Gus Miftah bersama istri mengunjungi kediaman Guru Madin Ahmad Zuhdi di Desa Cangkring, Karanganyar, Demak, Sabtu (19/7/2025). Foto: Sm
ARUSUTAMA.com – Kisah memilukan yang dialami Ahmad Zuhdi, seorang guru Madrasah Diniyah (Madin) di Kecamatan Karanganyar, Kabupaten Demak, Jawa Tengah, yang sempat didenda Rp 25 juta oleh orang tua murid, menyita perhatian luas publik hingga ke tingkat nasional. Bahkan, video yang menayangkan kejadian tersebut viral dan terdengar hingga ke lingkungan Istana Kepresidenan.

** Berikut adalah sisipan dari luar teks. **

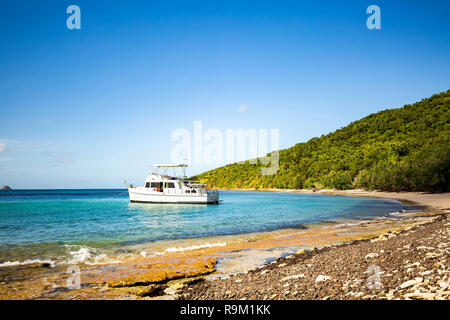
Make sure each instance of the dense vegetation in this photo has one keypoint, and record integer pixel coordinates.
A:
(394, 150)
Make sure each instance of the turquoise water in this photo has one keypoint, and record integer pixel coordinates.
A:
(57, 224)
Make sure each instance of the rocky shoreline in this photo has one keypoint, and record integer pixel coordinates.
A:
(409, 264)
(400, 256)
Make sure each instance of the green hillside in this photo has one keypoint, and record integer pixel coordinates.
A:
(394, 150)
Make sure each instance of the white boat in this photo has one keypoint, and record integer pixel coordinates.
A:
(162, 188)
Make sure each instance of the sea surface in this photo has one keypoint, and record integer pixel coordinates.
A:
(93, 226)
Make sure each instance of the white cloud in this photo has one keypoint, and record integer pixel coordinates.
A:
(242, 108)
(63, 157)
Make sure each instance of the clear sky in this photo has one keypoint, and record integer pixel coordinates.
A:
(89, 108)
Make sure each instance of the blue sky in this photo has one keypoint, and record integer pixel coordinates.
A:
(89, 108)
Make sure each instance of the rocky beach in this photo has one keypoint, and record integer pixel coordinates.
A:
(400, 256)
(410, 264)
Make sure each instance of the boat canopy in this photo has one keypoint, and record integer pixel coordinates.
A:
(169, 165)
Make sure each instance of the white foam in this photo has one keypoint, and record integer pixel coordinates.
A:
(25, 262)
(89, 256)
(201, 246)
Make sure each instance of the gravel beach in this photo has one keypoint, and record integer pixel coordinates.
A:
(410, 264)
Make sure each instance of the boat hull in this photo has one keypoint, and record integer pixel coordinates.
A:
(141, 195)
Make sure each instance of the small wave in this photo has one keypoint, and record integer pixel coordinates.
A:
(25, 262)
(181, 249)
(87, 255)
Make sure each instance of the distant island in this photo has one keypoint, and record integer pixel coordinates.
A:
(404, 149)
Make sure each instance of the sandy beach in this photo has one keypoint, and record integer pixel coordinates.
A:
(406, 253)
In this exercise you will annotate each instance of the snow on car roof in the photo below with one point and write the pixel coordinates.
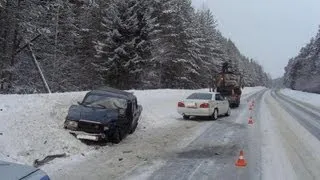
(113, 92)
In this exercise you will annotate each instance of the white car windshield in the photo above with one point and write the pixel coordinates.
(204, 96)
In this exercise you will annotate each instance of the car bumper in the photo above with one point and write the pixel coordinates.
(88, 136)
(195, 112)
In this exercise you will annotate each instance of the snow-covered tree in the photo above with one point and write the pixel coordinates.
(303, 71)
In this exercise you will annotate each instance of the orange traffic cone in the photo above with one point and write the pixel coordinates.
(241, 162)
(250, 120)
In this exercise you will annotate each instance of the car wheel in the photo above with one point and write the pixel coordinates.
(186, 117)
(228, 112)
(215, 114)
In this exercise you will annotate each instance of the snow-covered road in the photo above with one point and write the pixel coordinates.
(283, 142)
(278, 146)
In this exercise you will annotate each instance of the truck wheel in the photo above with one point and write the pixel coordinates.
(215, 114)
(186, 117)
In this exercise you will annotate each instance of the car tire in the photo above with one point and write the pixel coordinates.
(228, 112)
(215, 114)
(186, 117)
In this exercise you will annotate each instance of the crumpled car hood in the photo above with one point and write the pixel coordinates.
(103, 116)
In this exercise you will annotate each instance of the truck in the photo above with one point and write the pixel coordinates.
(229, 83)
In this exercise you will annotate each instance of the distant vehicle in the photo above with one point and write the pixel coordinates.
(229, 84)
(104, 114)
(204, 105)
(10, 170)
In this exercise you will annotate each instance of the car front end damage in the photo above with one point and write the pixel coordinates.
(87, 130)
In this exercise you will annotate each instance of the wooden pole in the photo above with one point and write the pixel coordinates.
(39, 69)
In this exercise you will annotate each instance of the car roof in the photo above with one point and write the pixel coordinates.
(108, 91)
(213, 93)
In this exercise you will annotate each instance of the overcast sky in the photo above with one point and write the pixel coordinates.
(270, 31)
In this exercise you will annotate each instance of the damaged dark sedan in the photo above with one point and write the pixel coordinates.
(104, 114)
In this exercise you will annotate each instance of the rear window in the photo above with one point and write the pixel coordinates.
(204, 96)
(105, 101)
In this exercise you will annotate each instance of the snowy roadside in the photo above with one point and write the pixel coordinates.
(310, 98)
(31, 127)
(275, 163)
(290, 151)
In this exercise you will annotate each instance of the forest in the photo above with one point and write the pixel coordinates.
(303, 71)
(127, 44)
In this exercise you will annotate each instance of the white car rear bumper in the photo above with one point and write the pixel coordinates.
(195, 112)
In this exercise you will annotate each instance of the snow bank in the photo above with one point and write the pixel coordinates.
(32, 125)
(310, 98)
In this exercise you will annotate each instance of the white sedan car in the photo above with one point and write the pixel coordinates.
(204, 105)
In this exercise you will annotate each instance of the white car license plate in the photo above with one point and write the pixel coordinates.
(191, 105)
(87, 137)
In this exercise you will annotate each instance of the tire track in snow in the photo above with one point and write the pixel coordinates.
(305, 117)
(212, 154)
(302, 147)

Pendakwah kondang Miftah Maulana Habiburrahman atau yang akrab disapa Gus Miftah, didampingi sang istri, secara langsung mendatangi rumah Ahmad Zuhdi sebagai bentuk dukungan moral dan empati.

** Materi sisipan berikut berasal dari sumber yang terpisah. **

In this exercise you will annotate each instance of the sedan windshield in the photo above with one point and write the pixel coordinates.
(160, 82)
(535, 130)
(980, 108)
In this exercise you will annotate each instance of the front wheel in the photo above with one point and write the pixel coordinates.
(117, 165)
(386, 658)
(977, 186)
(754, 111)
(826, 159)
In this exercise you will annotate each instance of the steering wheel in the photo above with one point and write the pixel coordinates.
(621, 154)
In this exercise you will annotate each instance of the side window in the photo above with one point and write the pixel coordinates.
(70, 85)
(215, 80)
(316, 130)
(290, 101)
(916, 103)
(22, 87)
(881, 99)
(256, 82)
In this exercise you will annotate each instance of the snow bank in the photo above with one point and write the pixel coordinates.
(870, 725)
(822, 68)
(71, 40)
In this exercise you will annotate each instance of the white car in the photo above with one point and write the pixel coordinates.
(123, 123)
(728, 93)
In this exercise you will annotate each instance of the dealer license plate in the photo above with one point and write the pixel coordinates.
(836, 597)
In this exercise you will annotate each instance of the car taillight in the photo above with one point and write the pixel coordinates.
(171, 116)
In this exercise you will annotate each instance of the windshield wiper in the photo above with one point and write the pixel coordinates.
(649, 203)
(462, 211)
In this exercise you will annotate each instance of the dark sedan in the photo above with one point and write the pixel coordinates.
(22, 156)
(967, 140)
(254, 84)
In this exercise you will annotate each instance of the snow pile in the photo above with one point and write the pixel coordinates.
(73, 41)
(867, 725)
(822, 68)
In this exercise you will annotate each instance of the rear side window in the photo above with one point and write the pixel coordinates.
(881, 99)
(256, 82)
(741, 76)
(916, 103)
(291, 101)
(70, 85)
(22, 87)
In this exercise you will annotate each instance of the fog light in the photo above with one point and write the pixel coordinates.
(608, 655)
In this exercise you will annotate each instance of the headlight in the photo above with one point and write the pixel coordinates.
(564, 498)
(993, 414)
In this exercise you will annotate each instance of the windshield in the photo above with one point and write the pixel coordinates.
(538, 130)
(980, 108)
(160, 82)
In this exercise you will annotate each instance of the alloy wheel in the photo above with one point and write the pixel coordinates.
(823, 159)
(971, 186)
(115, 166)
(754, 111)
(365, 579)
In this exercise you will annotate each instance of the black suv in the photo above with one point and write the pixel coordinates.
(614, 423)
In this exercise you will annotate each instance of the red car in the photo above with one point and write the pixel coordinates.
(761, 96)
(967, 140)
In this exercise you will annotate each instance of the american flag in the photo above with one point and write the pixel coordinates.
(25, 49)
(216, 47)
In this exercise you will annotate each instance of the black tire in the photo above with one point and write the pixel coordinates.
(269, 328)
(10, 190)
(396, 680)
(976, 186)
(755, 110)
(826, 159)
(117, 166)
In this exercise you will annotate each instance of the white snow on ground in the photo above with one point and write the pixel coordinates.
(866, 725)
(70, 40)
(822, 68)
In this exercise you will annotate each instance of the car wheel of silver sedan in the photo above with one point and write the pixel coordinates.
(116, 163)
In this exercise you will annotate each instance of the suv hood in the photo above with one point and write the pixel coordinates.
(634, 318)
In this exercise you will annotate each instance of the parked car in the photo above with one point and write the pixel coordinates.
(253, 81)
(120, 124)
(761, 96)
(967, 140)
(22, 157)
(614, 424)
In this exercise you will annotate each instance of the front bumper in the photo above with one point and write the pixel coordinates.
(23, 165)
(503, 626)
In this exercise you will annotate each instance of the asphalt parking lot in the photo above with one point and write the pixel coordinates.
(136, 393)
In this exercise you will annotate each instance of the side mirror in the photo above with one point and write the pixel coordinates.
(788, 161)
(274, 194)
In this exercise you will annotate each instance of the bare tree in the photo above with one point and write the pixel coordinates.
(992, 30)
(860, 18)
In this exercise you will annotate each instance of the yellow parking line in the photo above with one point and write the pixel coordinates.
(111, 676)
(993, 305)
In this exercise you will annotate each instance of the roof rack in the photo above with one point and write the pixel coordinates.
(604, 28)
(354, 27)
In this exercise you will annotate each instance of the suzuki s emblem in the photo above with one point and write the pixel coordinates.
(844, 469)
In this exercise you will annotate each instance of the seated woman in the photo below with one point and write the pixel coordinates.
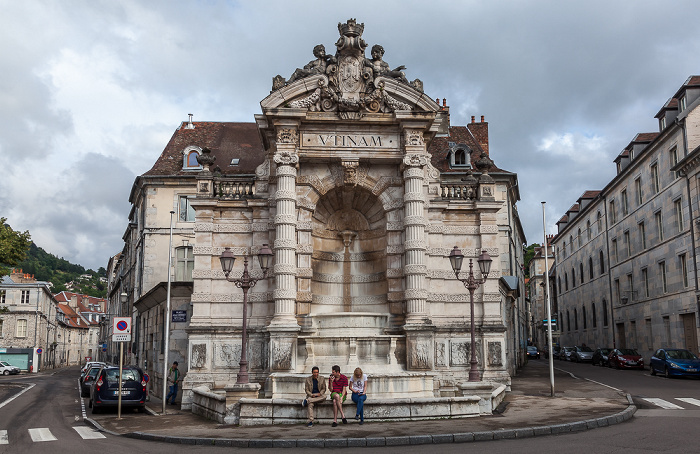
(358, 386)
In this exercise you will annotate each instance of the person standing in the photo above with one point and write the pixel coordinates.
(358, 387)
(173, 380)
(338, 383)
(315, 393)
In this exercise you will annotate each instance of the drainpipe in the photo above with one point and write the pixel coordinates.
(607, 250)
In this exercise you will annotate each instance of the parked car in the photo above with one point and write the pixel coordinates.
(627, 358)
(104, 391)
(532, 352)
(582, 353)
(87, 379)
(565, 353)
(7, 368)
(600, 356)
(674, 362)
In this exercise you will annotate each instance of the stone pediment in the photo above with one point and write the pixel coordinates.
(349, 83)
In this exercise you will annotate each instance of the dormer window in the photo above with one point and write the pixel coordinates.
(459, 155)
(189, 158)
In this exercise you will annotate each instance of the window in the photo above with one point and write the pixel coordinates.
(184, 264)
(630, 287)
(655, 178)
(673, 158)
(638, 191)
(683, 262)
(613, 218)
(678, 211)
(588, 230)
(605, 313)
(186, 211)
(189, 158)
(21, 330)
(645, 282)
(659, 225)
(662, 275)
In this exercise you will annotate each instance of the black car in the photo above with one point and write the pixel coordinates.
(87, 379)
(105, 389)
(600, 356)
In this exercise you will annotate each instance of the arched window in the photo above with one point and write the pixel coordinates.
(595, 316)
(189, 158)
(605, 313)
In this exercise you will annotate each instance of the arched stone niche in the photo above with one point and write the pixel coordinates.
(349, 253)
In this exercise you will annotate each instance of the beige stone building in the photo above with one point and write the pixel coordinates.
(627, 255)
(359, 184)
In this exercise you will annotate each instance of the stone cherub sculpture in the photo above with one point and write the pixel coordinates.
(381, 68)
(317, 66)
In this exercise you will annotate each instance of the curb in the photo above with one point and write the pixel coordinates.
(501, 434)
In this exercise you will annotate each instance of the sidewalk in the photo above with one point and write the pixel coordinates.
(527, 411)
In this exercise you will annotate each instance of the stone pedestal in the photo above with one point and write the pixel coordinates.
(235, 391)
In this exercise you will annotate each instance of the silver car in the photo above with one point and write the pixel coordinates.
(582, 353)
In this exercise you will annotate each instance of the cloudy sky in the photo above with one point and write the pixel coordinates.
(91, 91)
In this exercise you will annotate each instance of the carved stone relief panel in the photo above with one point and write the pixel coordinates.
(495, 354)
(199, 356)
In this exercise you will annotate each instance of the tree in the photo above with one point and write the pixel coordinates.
(13, 247)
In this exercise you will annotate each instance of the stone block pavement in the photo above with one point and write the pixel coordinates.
(527, 411)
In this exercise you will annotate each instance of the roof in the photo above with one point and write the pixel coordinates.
(226, 142)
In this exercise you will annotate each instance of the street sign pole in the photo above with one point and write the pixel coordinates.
(121, 365)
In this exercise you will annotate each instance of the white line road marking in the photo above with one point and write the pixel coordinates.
(689, 400)
(17, 395)
(662, 403)
(42, 434)
(88, 433)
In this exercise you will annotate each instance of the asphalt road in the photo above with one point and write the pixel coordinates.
(51, 409)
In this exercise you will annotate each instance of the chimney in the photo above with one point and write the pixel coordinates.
(189, 123)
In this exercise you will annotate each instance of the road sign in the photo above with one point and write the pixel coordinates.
(121, 329)
(179, 316)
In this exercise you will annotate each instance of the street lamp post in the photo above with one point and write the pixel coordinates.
(245, 282)
(471, 283)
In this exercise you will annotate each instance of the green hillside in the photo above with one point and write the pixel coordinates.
(60, 272)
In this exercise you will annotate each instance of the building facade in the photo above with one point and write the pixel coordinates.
(359, 184)
(627, 255)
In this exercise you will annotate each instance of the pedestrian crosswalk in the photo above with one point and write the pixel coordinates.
(42, 434)
(694, 404)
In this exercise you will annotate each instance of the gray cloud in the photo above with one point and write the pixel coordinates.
(92, 91)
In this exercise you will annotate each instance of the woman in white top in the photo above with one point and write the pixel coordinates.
(358, 386)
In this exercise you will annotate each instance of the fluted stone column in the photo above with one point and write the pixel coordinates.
(283, 326)
(418, 327)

Dalam kunjungan tersebut, Gus Miftah mengungkapkan bahwa dirinya sebelumnya telah berkomunikasi dengan Sekretaris Kabinet (Seskab) Letkol Teddy Indra Wijaya terkait upaya membantu Guru Zuhdi.

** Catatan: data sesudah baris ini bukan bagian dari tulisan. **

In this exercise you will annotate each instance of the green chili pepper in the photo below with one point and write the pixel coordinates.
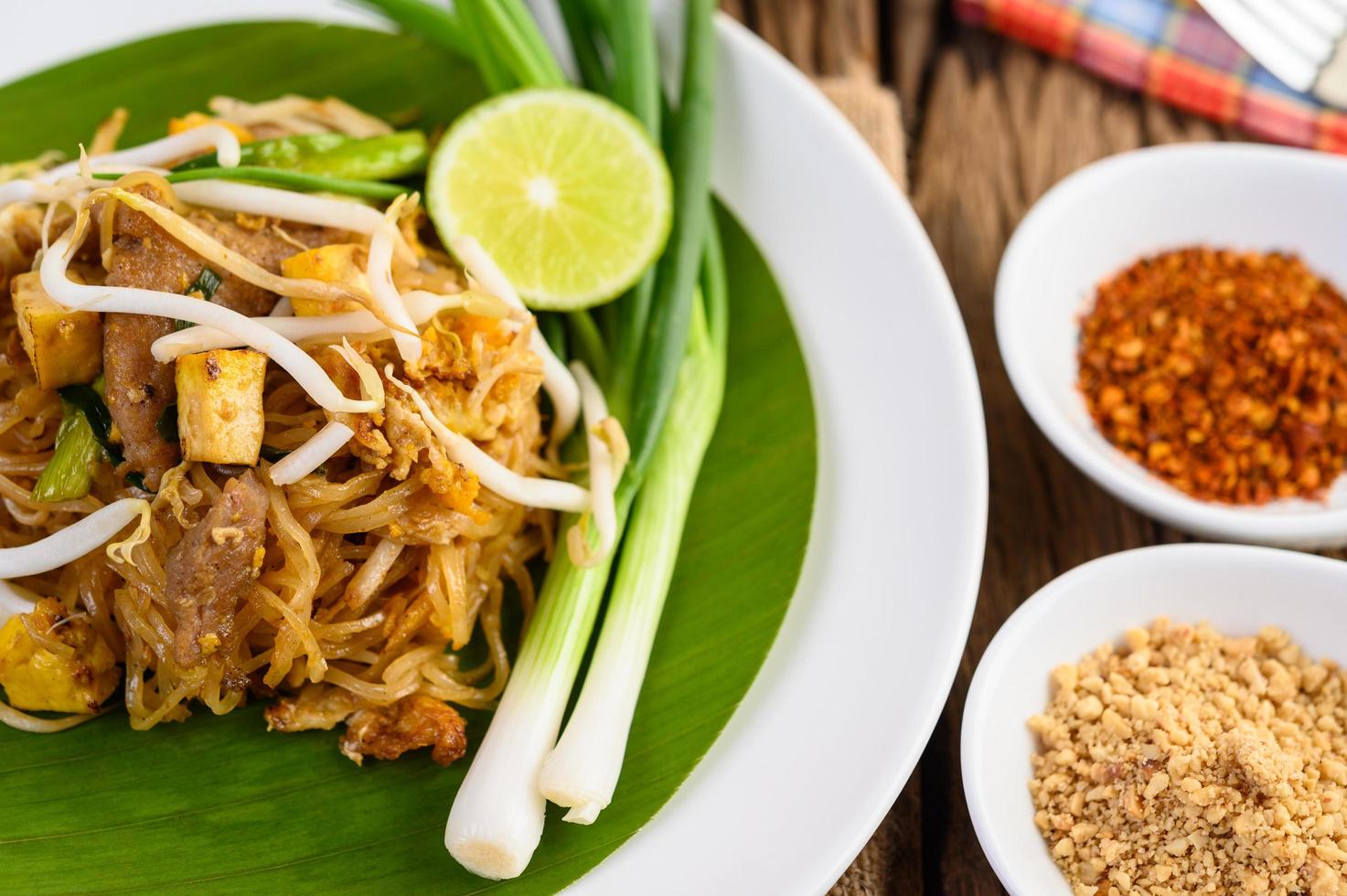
(383, 158)
(69, 474)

“Beliau bilang ‘nggih segera diselesaikan’. Ini menunjukkan bahwa Presiden kita sangat fokus terhadap masalah sosial di masyarakat. Meski ini inisiatif saya pribadi, namun saya tetap izin terlebih dahulu,” kata Gus Miftah saat berkunjung ke kediamannya di Desa Cangkring, Karanganyar, Demak, Sabtu (19/7/2025).
Dengan mata berkaca-kaca, Gus Miftah menegaskan keprihatinannya atas kejadian yang menimpa Guru Zuhdi. Ia menyampaikan bahwa dirinya memiliki ikatan emosional kuat karena latar belakang keluarganya juga berasal dari dunia pendidikan madin.
“Setelah melihat viralnya video ini, saya sangat prihatin. Bapak saya dulu juga guru madin, saya juga pernah mengajar di madin. Saya paham betul bagaimana perjuangan mereka,” ucapnya haru.
“Gaji guru ngaji tidak sebanding dengan pengabdian mereka. Tapi sayangnya, mereka sering dianggap remeh, padahal mereka adalah pahlawan pendidikan akhlak,” sambung Gus Miftah.
Sebagai wujud kepeduliannya, Gus Miftah memberikan bantuan uang tunai sebesar Rp 25 juta, yang nilainya lebih besar dari denda Rp 12,5 juta yang diminta orang tua murid. Tak hanya itu, ia juga menghadiahkan satu unit sepeda motor Honda Beat serta akan memberangkatkan Ahmad Zuhdi dan istrinya untuk umroh.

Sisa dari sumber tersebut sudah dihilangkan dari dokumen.